Mi è tornato in mente leggendo un articolo dello scrittore Nat Eliason che spiega a cosa serva davvero imparare la matematica, in particolare l’analisi matematica. Mi aspettavo una spiegazione scontata: perché la matematica sviluppa il pensiero critico, oltre alla capacità di problem solving e ovviamente perché dà le fondamenta per una serie di potenziali carriere generalmente ben retribuite in ambito tecnico e scientifico.

Il ragionamento di Eliason invece è all’opposto: l’analisi matematica insegnata a scuola non serve praticamente a niente nella vita, se non come prova che si possono fare delle cose molto difficili. Perché, diciamocelo, la matematica è difficile, soprattutto se dovete farci un esame. Ma superarlo dopo aver imparato limiti, derivate, integrali ed equazioni differenziali è fondamentale per dimostrare a noi stessi che possiamo fare anche cose molto difficili.

La capacità di fare cose difficili è forse l’abilità più utile che si possa promuovere in se stessi o nei propri figli. La prova che siamo in grado di farle è una delle risorse più utili che possiamo avere non solo nel nostro curriculum formale ma anche in quel curriculum informale che portiamo sempre con noi nella nostra testa: l’autostima di noi stessi.

Una persona che sa di aver superato delle difficoltà come imparare l’analisi matematica ha in sé le risorse per superare anche altri ostacoli, sia personali sia lavorativi. La matematica, però, non è di per sé la cosa necessaria per sviluppare questo tipo di consapevolezza: esistono altre cose difficili da fare, compreso imparare a programmare app da soli oppure suonare uno strumento, parlare bene un’altra lingua, partecipare a gare sportive importanti.
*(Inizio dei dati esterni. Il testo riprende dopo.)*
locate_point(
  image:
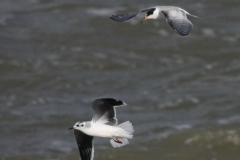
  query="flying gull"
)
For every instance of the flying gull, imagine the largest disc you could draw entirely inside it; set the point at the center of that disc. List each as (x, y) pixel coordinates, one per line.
(176, 17)
(103, 124)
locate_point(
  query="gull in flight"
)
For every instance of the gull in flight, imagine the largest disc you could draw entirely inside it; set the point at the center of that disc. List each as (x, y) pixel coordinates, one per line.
(103, 124)
(176, 17)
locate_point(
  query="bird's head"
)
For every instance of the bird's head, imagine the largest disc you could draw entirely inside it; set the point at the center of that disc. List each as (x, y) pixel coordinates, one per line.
(152, 13)
(78, 126)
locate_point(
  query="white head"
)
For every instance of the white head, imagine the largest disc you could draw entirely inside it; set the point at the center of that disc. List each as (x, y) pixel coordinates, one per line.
(152, 13)
(79, 126)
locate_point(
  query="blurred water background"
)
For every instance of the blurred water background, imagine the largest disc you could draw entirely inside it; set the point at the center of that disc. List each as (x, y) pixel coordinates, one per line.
(183, 93)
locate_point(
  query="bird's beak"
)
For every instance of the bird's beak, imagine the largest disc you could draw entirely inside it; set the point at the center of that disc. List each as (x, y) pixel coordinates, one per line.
(70, 128)
(144, 19)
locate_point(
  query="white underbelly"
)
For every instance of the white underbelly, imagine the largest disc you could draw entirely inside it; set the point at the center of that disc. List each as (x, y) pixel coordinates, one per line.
(102, 130)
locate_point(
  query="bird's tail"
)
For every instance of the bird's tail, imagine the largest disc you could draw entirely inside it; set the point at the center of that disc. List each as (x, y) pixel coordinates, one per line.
(128, 128)
(194, 16)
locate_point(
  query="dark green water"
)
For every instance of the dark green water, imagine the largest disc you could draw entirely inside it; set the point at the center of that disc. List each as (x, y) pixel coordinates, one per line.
(57, 56)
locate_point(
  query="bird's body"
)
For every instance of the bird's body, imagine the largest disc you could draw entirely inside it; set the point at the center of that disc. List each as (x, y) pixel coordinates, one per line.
(103, 124)
(106, 131)
(176, 17)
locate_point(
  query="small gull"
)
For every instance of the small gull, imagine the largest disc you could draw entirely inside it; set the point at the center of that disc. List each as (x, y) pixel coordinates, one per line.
(103, 124)
(175, 17)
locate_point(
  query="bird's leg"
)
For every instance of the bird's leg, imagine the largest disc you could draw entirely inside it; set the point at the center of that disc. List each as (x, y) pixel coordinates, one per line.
(117, 140)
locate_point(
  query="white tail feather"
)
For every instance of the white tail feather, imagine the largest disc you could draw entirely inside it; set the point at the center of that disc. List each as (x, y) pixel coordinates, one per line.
(127, 126)
(115, 144)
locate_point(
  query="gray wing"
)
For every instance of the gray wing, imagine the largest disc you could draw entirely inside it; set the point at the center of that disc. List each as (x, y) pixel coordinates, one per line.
(85, 145)
(125, 17)
(104, 110)
(177, 19)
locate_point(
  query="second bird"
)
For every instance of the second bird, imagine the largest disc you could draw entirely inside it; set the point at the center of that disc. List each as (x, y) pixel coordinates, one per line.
(103, 124)
(176, 17)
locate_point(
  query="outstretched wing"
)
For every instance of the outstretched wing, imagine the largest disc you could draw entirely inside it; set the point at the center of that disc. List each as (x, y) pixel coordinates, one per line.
(104, 110)
(125, 17)
(85, 145)
(177, 19)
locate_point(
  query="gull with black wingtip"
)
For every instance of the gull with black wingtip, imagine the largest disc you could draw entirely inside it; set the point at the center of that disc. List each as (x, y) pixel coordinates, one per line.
(103, 124)
(176, 17)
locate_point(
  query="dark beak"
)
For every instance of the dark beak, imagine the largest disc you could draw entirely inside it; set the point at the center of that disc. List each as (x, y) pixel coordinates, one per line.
(144, 19)
(70, 128)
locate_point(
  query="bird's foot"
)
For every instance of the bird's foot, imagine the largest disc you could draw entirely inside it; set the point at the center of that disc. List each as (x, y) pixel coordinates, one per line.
(117, 140)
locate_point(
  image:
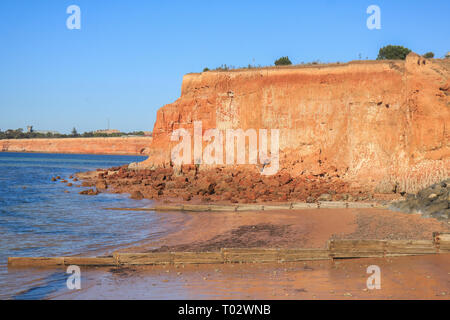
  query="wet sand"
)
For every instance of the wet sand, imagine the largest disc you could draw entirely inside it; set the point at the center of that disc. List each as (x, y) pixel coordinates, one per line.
(210, 231)
(418, 277)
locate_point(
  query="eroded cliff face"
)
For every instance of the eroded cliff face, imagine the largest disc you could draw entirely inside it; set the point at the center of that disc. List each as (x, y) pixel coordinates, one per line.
(112, 146)
(383, 125)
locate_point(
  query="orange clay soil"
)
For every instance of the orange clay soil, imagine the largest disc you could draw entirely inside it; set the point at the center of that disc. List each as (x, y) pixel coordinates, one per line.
(210, 231)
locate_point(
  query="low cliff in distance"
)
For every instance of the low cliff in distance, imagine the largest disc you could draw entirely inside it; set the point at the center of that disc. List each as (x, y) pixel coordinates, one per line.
(111, 146)
(382, 125)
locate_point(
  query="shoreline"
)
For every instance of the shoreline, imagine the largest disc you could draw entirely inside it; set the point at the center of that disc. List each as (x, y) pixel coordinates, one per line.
(95, 146)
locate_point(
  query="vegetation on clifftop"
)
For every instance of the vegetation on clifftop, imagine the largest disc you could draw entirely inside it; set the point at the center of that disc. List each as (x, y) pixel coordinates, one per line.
(391, 52)
(19, 134)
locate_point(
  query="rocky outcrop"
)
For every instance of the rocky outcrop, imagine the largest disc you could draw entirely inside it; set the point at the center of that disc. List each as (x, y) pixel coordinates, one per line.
(378, 125)
(113, 146)
(433, 201)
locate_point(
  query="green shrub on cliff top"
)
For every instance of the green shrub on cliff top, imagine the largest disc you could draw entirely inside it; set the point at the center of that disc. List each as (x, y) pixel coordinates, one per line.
(393, 53)
(283, 61)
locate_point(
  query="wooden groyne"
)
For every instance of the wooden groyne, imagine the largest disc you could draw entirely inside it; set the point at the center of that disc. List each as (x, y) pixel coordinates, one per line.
(335, 249)
(257, 207)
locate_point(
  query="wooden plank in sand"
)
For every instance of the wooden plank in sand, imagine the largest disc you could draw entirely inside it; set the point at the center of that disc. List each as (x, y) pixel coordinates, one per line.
(150, 258)
(90, 261)
(245, 255)
(304, 205)
(442, 241)
(250, 207)
(356, 248)
(225, 208)
(35, 262)
(197, 257)
(271, 207)
(360, 205)
(292, 255)
(169, 208)
(409, 247)
(332, 204)
(196, 207)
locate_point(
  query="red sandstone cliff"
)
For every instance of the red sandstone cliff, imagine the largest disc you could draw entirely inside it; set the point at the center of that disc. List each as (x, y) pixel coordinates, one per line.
(378, 124)
(113, 146)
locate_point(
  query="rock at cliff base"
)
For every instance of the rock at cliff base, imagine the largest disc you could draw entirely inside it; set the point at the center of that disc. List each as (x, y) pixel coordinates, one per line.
(89, 192)
(136, 195)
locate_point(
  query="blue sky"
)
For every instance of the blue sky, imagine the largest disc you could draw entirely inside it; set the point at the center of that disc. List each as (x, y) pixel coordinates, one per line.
(129, 57)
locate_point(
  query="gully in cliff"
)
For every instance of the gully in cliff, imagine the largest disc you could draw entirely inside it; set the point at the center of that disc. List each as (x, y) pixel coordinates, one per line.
(213, 152)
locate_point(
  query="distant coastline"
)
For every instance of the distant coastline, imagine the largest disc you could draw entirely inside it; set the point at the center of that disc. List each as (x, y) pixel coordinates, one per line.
(100, 145)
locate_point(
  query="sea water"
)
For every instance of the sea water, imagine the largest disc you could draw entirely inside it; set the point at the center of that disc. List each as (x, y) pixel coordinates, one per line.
(38, 218)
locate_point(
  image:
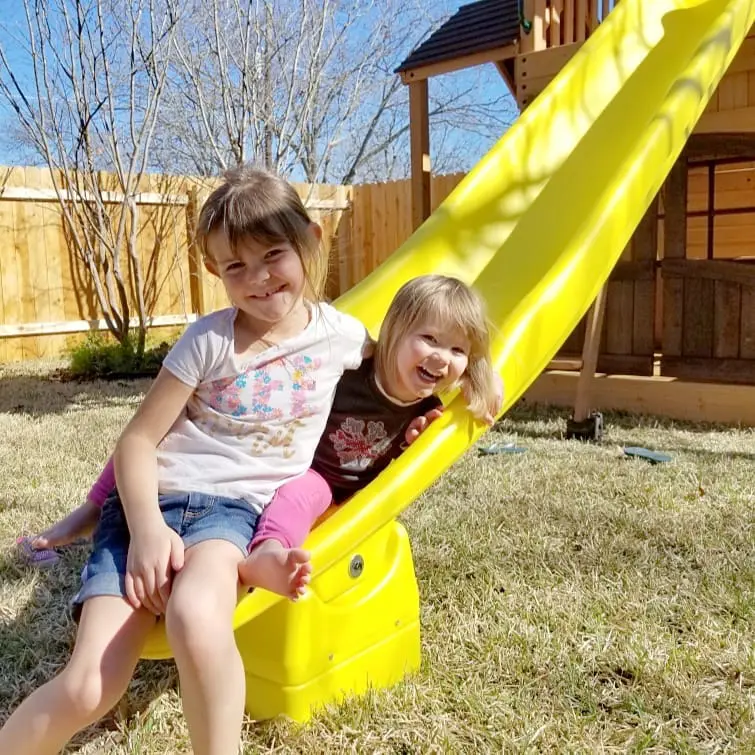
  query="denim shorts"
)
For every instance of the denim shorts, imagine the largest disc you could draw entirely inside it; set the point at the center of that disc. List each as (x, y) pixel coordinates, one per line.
(196, 517)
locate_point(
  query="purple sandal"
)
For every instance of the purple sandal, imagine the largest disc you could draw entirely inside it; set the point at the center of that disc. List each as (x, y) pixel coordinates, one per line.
(42, 558)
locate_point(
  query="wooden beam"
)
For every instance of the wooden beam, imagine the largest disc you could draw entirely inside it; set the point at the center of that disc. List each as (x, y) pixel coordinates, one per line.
(674, 247)
(590, 351)
(727, 121)
(716, 270)
(457, 64)
(419, 127)
(506, 69)
(535, 70)
(704, 147)
(660, 396)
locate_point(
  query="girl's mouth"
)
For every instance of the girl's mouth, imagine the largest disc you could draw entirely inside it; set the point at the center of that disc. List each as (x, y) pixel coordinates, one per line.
(427, 376)
(270, 293)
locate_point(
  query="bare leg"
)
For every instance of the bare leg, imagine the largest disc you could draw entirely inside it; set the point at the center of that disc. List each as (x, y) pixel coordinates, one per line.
(110, 638)
(270, 565)
(276, 562)
(199, 626)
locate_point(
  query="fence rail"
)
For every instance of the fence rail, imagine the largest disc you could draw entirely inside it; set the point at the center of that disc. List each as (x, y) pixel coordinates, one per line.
(46, 301)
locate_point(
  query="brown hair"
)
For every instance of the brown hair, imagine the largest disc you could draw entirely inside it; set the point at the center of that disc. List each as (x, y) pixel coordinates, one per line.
(455, 305)
(255, 203)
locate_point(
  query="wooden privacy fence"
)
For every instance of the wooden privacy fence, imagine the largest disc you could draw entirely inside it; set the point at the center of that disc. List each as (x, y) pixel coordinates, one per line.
(46, 297)
(681, 299)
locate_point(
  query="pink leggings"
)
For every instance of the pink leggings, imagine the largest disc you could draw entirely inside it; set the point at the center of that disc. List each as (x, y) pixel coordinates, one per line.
(288, 518)
(295, 507)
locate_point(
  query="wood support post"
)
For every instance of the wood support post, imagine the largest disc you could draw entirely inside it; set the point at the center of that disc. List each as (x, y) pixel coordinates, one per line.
(419, 127)
(590, 355)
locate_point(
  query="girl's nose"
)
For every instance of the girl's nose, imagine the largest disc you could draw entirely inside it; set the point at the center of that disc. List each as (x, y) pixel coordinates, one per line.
(258, 273)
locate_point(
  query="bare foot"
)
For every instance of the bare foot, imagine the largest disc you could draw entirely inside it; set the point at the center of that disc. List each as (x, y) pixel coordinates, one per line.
(80, 523)
(285, 571)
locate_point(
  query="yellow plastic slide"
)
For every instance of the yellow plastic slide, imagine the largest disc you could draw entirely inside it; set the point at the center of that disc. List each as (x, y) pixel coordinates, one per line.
(537, 227)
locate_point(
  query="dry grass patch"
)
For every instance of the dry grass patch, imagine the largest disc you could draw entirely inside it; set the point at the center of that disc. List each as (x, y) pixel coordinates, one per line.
(573, 600)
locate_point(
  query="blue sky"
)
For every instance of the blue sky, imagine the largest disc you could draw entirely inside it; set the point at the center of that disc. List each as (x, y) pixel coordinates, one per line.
(13, 25)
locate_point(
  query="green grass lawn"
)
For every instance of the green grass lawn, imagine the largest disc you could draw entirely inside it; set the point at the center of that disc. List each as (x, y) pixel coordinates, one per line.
(572, 600)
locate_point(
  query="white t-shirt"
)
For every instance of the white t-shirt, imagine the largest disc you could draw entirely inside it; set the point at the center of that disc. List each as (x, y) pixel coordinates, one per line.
(251, 426)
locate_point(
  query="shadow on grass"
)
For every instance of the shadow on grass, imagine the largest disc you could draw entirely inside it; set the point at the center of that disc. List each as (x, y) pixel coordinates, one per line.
(39, 395)
(37, 643)
(536, 420)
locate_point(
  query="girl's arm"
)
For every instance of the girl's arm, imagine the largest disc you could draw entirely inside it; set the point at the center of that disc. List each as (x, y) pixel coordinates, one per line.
(155, 550)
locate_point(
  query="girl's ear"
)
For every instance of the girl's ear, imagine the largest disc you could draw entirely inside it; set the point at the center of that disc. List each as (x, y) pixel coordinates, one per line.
(211, 266)
(316, 230)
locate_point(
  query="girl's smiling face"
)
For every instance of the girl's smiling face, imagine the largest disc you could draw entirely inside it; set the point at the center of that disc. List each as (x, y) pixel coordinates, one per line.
(431, 358)
(265, 281)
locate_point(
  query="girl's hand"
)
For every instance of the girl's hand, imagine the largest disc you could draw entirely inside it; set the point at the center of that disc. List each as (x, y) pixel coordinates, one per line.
(419, 424)
(496, 402)
(153, 557)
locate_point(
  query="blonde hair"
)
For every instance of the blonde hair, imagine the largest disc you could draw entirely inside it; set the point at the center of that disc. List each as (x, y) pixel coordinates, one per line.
(257, 204)
(449, 301)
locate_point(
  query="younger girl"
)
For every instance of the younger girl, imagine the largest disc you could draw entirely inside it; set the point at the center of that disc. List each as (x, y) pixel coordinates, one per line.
(236, 411)
(434, 335)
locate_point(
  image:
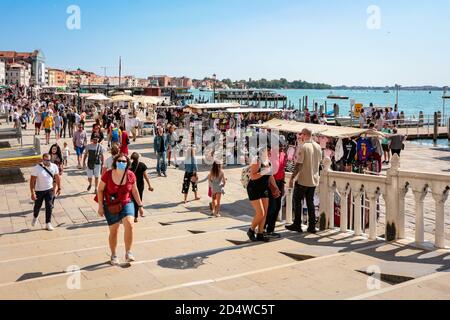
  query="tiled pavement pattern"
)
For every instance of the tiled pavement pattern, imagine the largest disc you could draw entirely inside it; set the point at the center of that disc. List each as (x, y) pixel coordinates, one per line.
(184, 254)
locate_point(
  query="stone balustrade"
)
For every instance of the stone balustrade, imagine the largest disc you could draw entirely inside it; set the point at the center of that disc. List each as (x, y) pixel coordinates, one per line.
(355, 190)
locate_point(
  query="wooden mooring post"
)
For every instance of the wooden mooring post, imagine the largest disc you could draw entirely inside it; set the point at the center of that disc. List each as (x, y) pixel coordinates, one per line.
(448, 129)
(436, 127)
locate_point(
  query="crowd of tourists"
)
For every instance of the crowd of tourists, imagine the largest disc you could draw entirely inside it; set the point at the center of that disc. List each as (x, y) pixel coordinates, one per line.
(119, 180)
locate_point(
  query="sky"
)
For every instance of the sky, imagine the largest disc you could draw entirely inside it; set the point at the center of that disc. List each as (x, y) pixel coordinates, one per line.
(339, 42)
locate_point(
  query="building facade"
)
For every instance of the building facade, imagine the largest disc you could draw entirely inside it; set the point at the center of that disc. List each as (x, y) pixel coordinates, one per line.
(163, 81)
(2, 73)
(56, 78)
(35, 59)
(18, 74)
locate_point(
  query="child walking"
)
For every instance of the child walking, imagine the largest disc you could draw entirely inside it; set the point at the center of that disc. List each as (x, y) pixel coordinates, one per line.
(217, 181)
(66, 154)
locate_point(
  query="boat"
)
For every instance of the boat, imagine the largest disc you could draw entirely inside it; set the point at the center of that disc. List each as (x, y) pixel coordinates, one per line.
(333, 97)
(252, 95)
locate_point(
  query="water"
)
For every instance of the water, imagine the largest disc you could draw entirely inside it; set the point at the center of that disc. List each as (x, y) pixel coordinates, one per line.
(411, 102)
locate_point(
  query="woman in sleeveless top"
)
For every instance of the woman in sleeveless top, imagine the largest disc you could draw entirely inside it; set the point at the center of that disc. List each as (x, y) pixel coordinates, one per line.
(261, 181)
(217, 183)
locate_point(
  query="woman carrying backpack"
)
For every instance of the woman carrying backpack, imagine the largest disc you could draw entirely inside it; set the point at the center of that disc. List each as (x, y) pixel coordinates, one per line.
(217, 181)
(140, 171)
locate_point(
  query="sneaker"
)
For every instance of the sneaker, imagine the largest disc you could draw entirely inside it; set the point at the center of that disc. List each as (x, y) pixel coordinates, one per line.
(114, 261)
(294, 228)
(274, 235)
(262, 237)
(251, 235)
(129, 257)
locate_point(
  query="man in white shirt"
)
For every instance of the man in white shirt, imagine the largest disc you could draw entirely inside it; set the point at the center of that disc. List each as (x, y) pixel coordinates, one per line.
(45, 183)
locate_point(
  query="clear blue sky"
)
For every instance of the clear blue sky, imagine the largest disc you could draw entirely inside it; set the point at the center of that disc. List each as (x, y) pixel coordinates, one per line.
(313, 40)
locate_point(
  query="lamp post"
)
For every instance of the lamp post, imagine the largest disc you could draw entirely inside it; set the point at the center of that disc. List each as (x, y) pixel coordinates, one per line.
(444, 97)
(79, 92)
(214, 87)
(397, 88)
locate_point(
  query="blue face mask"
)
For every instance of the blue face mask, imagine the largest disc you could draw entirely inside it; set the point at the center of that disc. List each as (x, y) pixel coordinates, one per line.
(121, 166)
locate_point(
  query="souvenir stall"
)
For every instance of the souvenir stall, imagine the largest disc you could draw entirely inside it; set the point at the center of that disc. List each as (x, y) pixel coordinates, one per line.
(350, 149)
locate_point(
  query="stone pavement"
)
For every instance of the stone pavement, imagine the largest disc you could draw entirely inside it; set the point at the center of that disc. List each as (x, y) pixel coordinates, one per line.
(183, 253)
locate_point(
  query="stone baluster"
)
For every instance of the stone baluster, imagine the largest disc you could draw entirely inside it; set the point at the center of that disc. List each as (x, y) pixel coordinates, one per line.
(357, 214)
(420, 195)
(440, 199)
(392, 200)
(401, 211)
(325, 191)
(344, 208)
(331, 206)
(374, 196)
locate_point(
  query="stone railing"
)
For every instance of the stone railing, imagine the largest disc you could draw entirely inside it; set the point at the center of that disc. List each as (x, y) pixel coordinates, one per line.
(355, 190)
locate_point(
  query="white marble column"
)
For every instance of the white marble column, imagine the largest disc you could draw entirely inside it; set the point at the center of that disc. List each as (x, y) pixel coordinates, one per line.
(344, 209)
(420, 196)
(440, 199)
(357, 213)
(401, 212)
(373, 198)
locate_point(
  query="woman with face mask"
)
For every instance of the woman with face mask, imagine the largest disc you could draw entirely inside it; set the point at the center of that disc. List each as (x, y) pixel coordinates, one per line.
(115, 196)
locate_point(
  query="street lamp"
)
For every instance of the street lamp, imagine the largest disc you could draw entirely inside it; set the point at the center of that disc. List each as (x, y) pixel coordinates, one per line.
(397, 88)
(214, 87)
(79, 92)
(444, 97)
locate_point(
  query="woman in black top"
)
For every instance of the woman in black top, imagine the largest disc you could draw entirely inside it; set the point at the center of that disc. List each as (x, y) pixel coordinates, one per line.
(140, 171)
(261, 181)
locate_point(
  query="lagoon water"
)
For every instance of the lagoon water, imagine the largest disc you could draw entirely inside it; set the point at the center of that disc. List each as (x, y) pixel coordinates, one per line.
(411, 102)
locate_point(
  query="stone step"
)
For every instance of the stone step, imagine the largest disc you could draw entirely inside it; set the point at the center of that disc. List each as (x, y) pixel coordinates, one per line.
(23, 251)
(220, 260)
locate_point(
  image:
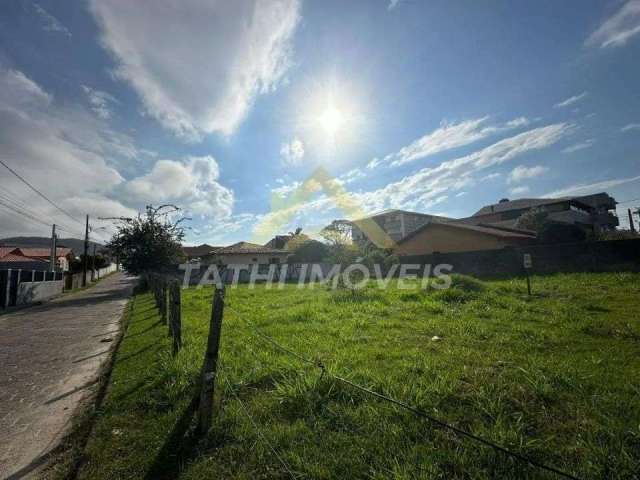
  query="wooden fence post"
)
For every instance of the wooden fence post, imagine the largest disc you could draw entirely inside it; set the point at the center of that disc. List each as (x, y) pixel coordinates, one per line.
(210, 364)
(175, 324)
(163, 302)
(7, 298)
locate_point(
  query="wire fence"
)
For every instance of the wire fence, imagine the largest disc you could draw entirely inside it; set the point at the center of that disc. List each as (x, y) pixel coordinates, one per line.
(399, 403)
(161, 286)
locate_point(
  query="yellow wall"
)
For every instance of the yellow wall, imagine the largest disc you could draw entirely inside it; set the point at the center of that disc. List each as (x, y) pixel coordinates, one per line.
(443, 239)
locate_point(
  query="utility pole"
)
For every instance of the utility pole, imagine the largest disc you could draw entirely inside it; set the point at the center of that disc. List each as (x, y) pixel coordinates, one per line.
(52, 256)
(93, 263)
(86, 252)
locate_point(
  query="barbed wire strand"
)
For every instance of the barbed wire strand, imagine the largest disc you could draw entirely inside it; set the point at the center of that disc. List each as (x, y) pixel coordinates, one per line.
(406, 406)
(259, 431)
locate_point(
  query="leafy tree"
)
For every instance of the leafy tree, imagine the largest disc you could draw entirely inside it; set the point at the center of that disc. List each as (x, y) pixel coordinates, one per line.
(150, 242)
(337, 232)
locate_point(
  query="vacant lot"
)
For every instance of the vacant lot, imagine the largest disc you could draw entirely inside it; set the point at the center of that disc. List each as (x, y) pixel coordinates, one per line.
(555, 377)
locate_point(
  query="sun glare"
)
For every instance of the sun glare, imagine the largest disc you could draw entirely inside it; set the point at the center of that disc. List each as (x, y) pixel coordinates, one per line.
(331, 120)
Tra l’altro, io andavo male in matematica. Ma coi vecchi videogiochi ero decisamente bravo. Per questo il suggerimento finale di Eliason mi piace molto: se non siete persone che sanno di poter fare cose difficili, dice, trovate un modo per dimostrarlo a voi stessi. Come si fa? Imparando qualcosa, qualunque cosa sia in grado di trasformare la nostra posizione di default sulle sfide che ci si parano davanti da “sembra difficile” a “posso farcela”. Quello che dobbiamo fare è creare la prova per noi stessi che possiamo fare cose difficili. Finire un videogioco degli anni Ottanta rientra perfettamente nella categoria.